What are typical problems with streaming?

Streaming is not a perfect/one-size-fits-all solution: it does have its downsides.

Testing

You're testing an upload with a 5KB file, and it works. Are you sure it's streaming and will work with a 5GB file? There are two options that I'm aware of.

Actually test a 5GB file [making you have less than 5GB of memory available]. While this is quite a good "real" test, it can be slow.
Hook into both sides of the streaming process, and ensure that the target receives data before the source has sent all of its. You can do this with smaller data, and so such a test can be quick. However, this can be more brittle with respect to refactorings, i.e. the test can fail while the production behaviour continues to work.

Errors

Handling errors, i.e. communicating and responding to them, can be more difficult.

Conveniently, HTTP has some of this built-in. If streaming an HTTP body with a content-length header specifying the number of bytes, if the receiver doesn't receive that amount by the time the connection has closed, they know an error has occurred. If transfer-encoding: chunked is used, if the receiver doesn't receive a 0-length chunk at the end, they know there has been an error.

It's not perfect though: there is no way to send an HTTP status code once the body has begun to stream. But for many situations, this is enough.

What to do when an error has occured may be more tricky. With a non-streaming multi-stage pipeline, if one part fails, you can usually retry because you have the source bytes to retry with. However if streaming, the bytes have gone. To retry, have to build in a mechanism to re-retrieve them from the source.

Complexity

Especially when considering error handling, retrying, or say, efficiently dealing with bandwidth differences/variation in different parts of the stream, there could be more complexity compared to a non-streaming solution.

This being said, a) you may not need to implement such things [e.g. OS-provided TCP buffers may adequately compensate for bandwidth variation], and b) I suspect the complexity is sometimes overstated, and conflated with unfamiliarity [although it would be naive to think this is isn't a problem, as mentioned below].

Performance

Ironically, there might be a performance penalty compared to non-streaming solutions due to what could be radically different operations / orders of operations. This could be especially true if using streaming for smaller amounts of data.

Homogeneity

Each part of the pipeline needs to support streaming. It's not the default in a lot of cases: which is unfortunate since you can use code that supports streaming to process data in a non-streaming way [by just using a single "chunk"], but it's impossible to do the opposite.

Unfamiliarity

Streaming has an unfortunate problem: it's the skill gap itself.

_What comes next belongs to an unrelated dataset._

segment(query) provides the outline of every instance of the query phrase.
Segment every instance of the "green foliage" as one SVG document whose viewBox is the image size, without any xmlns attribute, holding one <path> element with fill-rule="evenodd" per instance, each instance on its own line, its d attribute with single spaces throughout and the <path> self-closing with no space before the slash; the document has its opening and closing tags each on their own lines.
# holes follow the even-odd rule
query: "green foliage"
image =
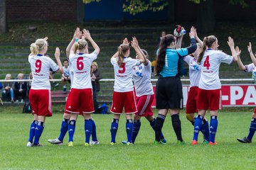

Since fewer developers are familiar with it, issues are less likely to be spotted in code reviews, streaming behaviour may be accidentially broken [if there aren't appropriate tests on it], there are fewer people to ask for help, and unfortunately any help that is given has a higher chance of being misleading.

This is admittedly a bit of a chicken/egg situation!

What can I do?

I keep hearing my mother say, practice, Harry, practice!
Harry Kim, Star Trek Voyager

Wonderfully, I think you can get a lot of valuable experience from just a few small practice web-based projects.

A GET endpoint that responds with a generated HTTP response of several GBs, just of some fake data.
A GET endpoint that responds with a file from the filesystem of several GBs. Try with with both transfer-encoding: chunked and with a specified content-length.
Proxying a file to or from S3 through a server. Try with a plain HTTP client, not just one that is AWS-aware such as Boto3.
Downloading a Postgres table of several GBs. Try with just a single query. Try responding with CSV or JSON.
Accept a large CSV upload and calculate some basic stats on the columns while its being uploaded, e.g. min, max, mean, standard deviation.

Once you have done these, you would be in a much better place to weigh up the trade-offs to know if a streaming solution is right for any given real-world project. At the very least, you'll be in a better place to review collegues' streaming-based code.